Spring sandstorms helped sweep away air pollutants and reduce the number of heavy pollution days at the beginning of the year, but the nation's overall environmental situation continues to deteriorate with several major rivers and lakes clogged with heavy discharges of industrial waste, the country's environment watchdog said in Beijing today.
"Pollution worsened in many parts of the country in the first quarter of the year according to nationwide monitor results," Pan Yue, deputy director of the State Environmental Protection Administration (SEPA), said in Beijing today.
The improved air quality in some cities is absolutely no reason for complacency because foul air emissions are beyond acceptable limits in other cities," Pan said.

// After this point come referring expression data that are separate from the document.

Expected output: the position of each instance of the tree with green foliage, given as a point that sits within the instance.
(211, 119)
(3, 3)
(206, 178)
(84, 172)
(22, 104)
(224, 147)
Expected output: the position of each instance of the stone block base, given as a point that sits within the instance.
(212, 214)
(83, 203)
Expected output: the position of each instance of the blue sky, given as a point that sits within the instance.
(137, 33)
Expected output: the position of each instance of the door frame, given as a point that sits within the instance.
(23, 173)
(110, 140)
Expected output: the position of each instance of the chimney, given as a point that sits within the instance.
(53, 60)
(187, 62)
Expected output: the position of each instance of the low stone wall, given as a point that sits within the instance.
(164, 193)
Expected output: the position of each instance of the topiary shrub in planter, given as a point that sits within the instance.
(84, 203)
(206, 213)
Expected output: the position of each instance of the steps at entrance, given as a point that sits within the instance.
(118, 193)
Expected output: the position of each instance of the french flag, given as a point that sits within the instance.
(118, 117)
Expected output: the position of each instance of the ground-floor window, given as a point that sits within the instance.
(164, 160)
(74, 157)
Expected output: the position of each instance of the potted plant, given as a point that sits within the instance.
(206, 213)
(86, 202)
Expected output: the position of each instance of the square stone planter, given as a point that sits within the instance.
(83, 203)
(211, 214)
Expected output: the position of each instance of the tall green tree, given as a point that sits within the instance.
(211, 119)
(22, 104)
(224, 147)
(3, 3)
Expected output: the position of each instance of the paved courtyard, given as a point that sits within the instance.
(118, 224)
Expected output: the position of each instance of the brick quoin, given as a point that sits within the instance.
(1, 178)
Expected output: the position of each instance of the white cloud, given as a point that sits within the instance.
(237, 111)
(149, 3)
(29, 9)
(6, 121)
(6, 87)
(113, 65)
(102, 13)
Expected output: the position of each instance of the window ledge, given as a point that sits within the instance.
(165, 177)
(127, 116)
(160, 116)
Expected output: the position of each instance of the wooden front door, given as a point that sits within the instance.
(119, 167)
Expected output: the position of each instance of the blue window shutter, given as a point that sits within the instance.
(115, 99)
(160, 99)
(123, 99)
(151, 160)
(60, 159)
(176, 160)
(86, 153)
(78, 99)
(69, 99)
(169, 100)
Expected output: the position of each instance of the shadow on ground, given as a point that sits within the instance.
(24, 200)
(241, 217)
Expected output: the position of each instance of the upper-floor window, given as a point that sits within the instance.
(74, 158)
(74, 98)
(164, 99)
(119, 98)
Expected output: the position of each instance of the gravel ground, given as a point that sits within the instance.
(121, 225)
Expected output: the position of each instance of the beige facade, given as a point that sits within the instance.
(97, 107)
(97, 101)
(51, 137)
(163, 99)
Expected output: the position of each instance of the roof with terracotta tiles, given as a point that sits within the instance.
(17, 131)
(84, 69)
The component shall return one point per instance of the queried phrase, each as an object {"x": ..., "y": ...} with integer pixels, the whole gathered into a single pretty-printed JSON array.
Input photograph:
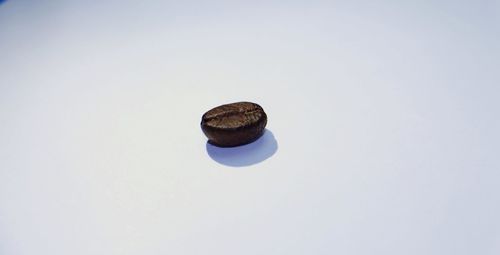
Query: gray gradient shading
[{"x": 246, "y": 155}]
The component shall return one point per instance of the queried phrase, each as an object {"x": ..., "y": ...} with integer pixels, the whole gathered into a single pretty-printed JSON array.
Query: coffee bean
[{"x": 234, "y": 124}]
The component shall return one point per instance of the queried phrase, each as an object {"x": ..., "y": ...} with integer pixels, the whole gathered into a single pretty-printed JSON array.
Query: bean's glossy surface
[{"x": 234, "y": 124}]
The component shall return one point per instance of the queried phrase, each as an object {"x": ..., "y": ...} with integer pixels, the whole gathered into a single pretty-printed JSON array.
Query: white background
[{"x": 386, "y": 117}]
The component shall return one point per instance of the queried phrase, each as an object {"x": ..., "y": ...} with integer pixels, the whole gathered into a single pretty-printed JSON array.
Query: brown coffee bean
[{"x": 234, "y": 124}]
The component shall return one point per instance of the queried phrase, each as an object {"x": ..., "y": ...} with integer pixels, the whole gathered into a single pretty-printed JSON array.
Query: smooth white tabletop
[{"x": 383, "y": 133}]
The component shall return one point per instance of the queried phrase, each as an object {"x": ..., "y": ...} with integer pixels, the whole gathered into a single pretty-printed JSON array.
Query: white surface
[{"x": 386, "y": 118}]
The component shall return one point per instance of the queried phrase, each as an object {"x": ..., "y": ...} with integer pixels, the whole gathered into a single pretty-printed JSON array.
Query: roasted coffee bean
[{"x": 234, "y": 124}]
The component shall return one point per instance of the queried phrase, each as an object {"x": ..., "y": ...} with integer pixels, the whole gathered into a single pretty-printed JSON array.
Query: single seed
[{"x": 234, "y": 124}]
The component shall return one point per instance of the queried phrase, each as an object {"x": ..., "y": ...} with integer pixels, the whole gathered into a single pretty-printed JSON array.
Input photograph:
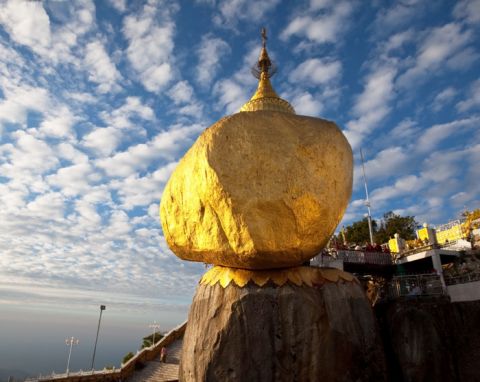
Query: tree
[
  {"x": 358, "y": 232},
  {"x": 392, "y": 223}
]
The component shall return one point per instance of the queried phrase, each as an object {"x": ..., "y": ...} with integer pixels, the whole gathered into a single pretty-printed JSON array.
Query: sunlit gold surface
[
  {"x": 258, "y": 190},
  {"x": 265, "y": 98},
  {"x": 299, "y": 276}
]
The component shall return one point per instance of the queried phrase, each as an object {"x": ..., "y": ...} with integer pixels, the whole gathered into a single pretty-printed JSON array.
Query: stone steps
[{"x": 156, "y": 371}]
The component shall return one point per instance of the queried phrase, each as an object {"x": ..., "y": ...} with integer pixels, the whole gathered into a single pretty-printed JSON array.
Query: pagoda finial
[
  {"x": 265, "y": 97},
  {"x": 264, "y": 64}
]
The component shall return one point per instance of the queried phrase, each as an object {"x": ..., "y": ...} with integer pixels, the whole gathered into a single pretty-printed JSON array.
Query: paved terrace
[{"x": 145, "y": 366}]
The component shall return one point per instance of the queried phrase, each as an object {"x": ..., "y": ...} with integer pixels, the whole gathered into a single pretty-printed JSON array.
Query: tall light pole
[
  {"x": 367, "y": 201},
  {"x": 70, "y": 342},
  {"x": 154, "y": 326},
  {"x": 102, "y": 308}
]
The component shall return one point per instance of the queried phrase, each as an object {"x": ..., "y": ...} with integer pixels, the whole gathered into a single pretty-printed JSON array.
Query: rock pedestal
[{"x": 322, "y": 332}]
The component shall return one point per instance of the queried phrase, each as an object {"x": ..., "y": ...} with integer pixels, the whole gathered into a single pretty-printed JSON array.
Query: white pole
[
  {"x": 70, "y": 342},
  {"x": 367, "y": 201},
  {"x": 154, "y": 326}
]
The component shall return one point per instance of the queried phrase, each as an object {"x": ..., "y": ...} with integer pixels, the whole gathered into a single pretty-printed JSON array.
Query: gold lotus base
[{"x": 299, "y": 276}]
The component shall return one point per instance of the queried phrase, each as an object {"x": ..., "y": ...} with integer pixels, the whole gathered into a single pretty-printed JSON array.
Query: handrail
[{"x": 127, "y": 368}]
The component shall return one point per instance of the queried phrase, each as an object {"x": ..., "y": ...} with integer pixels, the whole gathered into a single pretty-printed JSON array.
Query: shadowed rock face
[
  {"x": 286, "y": 333},
  {"x": 258, "y": 190}
]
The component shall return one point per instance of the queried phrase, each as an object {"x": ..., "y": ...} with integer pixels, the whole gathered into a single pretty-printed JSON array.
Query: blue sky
[{"x": 99, "y": 101}]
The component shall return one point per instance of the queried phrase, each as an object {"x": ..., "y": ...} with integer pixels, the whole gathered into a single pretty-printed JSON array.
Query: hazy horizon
[{"x": 33, "y": 333}]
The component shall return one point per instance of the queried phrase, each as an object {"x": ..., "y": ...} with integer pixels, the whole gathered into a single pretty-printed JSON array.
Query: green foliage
[
  {"x": 127, "y": 357},
  {"x": 392, "y": 224},
  {"x": 358, "y": 233}
]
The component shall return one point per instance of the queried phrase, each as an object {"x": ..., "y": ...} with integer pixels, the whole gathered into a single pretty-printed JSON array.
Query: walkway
[{"x": 156, "y": 371}]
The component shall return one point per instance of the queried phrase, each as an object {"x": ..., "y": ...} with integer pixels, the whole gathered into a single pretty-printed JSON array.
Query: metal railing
[
  {"x": 414, "y": 286},
  {"x": 463, "y": 279},
  {"x": 126, "y": 368},
  {"x": 355, "y": 257}
]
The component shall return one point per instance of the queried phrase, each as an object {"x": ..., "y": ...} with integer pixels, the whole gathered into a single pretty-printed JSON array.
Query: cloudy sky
[{"x": 99, "y": 100}]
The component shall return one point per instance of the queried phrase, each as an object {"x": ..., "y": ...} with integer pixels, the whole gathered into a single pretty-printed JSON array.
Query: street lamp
[
  {"x": 70, "y": 342},
  {"x": 154, "y": 326},
  {"x": 102, "y": 308}
]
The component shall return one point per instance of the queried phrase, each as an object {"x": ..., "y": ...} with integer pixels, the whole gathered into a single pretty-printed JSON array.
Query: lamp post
[
  {"x": 367, "y": 201},
  {"x": 154, "y": 326},
  {"x": 70, "y": 342},
  {"x": 102, "y": 308}
]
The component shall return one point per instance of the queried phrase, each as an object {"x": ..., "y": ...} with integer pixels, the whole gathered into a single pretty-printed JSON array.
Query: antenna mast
[{"x": 367, "y": 200}]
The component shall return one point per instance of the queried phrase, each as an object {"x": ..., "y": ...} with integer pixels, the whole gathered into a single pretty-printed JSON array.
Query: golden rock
[
  {"x": 258, "y": 190},
  {"x": 298, "y": 275},
  {"x": 261, "y": 189}
]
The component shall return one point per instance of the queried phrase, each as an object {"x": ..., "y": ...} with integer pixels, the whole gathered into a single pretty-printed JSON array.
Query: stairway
[{"x": 156, "y": 371}]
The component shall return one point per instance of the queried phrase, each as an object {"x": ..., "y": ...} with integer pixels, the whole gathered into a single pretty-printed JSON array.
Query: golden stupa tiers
[
  {"x": 265, "y": 97},
  {"x": 261, "y": 189}
]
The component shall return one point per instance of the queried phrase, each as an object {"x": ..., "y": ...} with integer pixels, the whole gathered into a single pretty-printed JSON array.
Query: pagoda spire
[{"x": 265, "y": 98}]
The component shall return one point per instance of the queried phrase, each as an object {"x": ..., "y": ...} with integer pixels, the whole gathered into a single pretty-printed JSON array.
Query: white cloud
[
  {"x": 444, "y": 97},
  {"x": 74, "y": 180},
  {"x": 48, "y": 206},
  {"x": 372, "y": 106},
  {"x": 150, "y": 49},
  {"x": 58, "y": 124},
  {"x": 439, "y": 45},
  {"x": 231, "y": 11},
  {"x": 399, "y": 14},
  {"x": 139, "y": 157},
  {"x": 306, "y": 104},
  {"x": 119, "y": 5},
  {"x": 181, "y": 92},
  {"x": 27, "y": 23},
  {"x": 210, "y": 52},
  {"x": 403, "y": 186},
  {"x": 104, "y": 140},
  {"x": 143, "y": 191},
  {"x": 231, "y": 95},
  {"x": 469, "y": 10},
  {"x": 101, "y": 69},
  {"x": 432, "y": 136},
  {"x": 473, "y": 99},
  {"x": 314, "y": 72},
  {"x": 18, "y": 101},
  {"x": 326, "y": 27},
  {"x": 29, "y": 155}
]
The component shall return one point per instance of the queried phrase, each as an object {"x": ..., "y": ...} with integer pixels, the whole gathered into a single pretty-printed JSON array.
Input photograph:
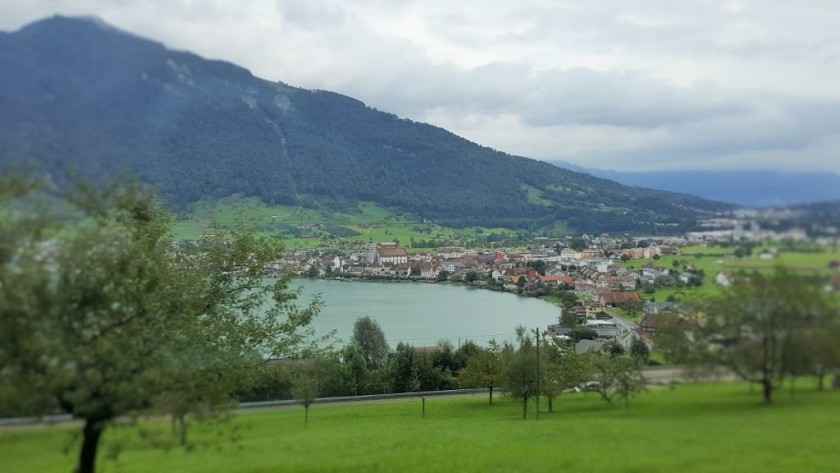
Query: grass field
[
  {"x": 693, "y": 428},
  {"x": 298, "y": 227},
  {"x": 713, "y": 260}
]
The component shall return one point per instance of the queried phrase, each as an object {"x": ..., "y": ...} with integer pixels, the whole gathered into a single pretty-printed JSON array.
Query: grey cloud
[{"x": 311, "y": 14}]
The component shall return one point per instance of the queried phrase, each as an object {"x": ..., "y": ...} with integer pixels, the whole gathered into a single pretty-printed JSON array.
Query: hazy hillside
[
  {"x": 754, "y": 188},
  {"x": 80, "y": 95}
]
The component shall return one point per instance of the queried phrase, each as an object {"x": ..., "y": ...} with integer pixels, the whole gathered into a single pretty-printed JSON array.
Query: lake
[{"x": 423, "y": 313}]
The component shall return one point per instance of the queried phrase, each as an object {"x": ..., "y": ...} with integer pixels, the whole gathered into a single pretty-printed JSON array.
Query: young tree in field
[
  {"x": 639, "y": 350},
  {"x": 615, "y": 376},
  {"x": 405, "y": 369},
  {"x": 306, "y": 384},
  {"x": 824, "y": 348},
  {"x": 521, "y": 369},
  {"x": 369, "y": 340},
  {"x": 108, "y": 318},
  {"x": 484, "y": 369},
  {"x": 560, "y": 370},
  {"x": 754, "y": 324}
]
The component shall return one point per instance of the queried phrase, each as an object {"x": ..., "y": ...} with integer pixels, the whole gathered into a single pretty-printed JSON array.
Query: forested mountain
[
  {"x": 752, "y": 188},
  {"x": 76, "y": 94}
]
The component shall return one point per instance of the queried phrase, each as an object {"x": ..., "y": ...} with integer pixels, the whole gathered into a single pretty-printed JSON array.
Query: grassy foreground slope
[{"x": 698, "y": 428}]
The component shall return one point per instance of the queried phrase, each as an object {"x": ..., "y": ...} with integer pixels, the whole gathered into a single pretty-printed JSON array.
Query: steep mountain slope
[
  {"x": 754, "y": 188},
  {"x": 78, "y": 94}
]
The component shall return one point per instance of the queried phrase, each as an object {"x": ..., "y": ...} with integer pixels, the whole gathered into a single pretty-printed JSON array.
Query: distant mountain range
[
  {"x": 750, "y": 188},
  {"x": 76, "y": 94}
]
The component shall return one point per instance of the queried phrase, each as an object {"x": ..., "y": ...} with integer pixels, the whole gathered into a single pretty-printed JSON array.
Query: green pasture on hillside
[
  {"x": 316, "y": 227},
  {"x": 713, "y": 260},
  {"x": 692, "y": 428}
]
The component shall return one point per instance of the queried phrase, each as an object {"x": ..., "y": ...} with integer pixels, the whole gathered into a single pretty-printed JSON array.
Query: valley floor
[{"x": 691, "y": 428}]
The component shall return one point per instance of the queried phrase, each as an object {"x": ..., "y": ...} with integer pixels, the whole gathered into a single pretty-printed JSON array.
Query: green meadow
[
  {"x": 299, "y": 227},
  {"x": 692, "y": 428}
]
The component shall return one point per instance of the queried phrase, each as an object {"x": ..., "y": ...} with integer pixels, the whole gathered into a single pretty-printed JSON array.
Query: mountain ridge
[{"x": 105, "y": 100}]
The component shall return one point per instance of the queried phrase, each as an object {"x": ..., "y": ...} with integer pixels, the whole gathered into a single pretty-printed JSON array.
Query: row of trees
[
  {"x": 766, "y": 328},
  {"x": 102, "y": 317},
  {"x": 534, "y": 365}
]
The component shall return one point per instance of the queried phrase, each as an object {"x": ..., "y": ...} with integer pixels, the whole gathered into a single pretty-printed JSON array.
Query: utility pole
[{"x": 537, "y": 333}]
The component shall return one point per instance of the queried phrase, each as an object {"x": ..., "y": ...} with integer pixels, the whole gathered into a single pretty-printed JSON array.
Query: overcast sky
[{"x": 625, "y": 85}]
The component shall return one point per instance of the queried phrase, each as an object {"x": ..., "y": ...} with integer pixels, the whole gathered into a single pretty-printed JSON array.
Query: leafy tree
[
  {"x": 107, "y": 319},
  {"x": 306, "y": 385},
  {"x": 484, "y": 369},
  {"x": 369, "y": 340},
  {"x": 616, "y": 376},
  {"x": 561, "y": 370},
  {"x": 521, "y": 369},
  {"x": 639, "y": 350},
  {"x": 754, "y": 322},
  {"x": 405, "y": 369}
]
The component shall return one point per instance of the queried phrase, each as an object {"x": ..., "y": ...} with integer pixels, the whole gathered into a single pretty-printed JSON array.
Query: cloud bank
[{"x": 626, "y": 85}]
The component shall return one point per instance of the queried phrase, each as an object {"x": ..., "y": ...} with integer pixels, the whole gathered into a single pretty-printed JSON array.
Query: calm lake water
[{"x": 423, "y": 313}]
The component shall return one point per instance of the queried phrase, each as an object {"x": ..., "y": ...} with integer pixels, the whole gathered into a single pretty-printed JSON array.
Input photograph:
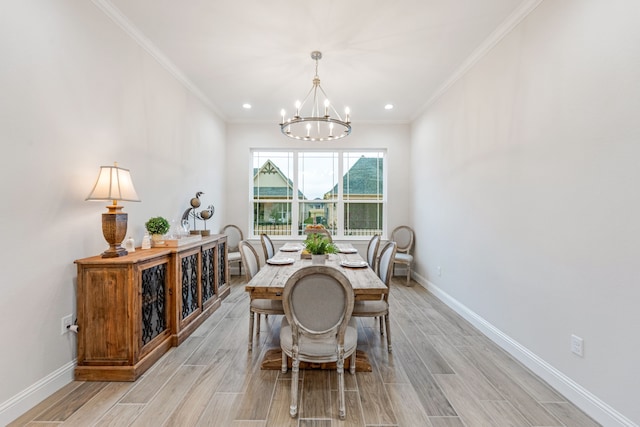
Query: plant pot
[
  {"x": 157, "y": 240},
  {"x": 318, "y": 259}
]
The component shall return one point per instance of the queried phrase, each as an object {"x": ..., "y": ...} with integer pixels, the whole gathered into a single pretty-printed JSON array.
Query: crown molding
[
  {"x": 494, "y": 38},
  {"x": 132, "y": 31}
]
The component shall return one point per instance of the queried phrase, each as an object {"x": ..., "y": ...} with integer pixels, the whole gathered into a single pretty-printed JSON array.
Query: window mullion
[
  {"x": 295, "y": 202},
  {"x": 340, "y": 201}
]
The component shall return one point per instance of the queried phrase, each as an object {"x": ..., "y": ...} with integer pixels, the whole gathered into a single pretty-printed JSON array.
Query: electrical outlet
[
  {"x": 577, "y": 345},
  {"x": 66, "y": 322}
]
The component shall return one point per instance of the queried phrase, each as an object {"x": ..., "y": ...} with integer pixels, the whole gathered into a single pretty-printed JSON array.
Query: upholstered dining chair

Eight sandstorms from north China helped produce an additional 13 days of clear skies and fresh air for each city, reducing the size of airborne particles.
According to the SEPA official, China's seven major water systems including the Yangtze River and Yellow River remained "mildly polluted", with no obvious alteration in water quality in general.
An earlier report on Yangtze River protection and development said that more than 600 kilometers of the river are in critical condition, and pollution, damming and too many boats have caused a dramatic decline in Yangtze aquatic life.
Pan said pollution of three rivers -- the Songhuajiang River in northeastern China, Huaihe River north of the Yangtze River and Haihe River near Beijing and Tianjin -- had worsened a great deal. He said that the situation of the Taihu Lake and Chaohu Lake in East China and Dianchi Lake in Yunnan Province had also deteriorated dramatically.
Drinking water quality in major Chinese cities monitored by the SEPA also deteriorated in the first three months with 69.3 percent rated as "qualified," 5 percentage points lower than the same time last year, he said.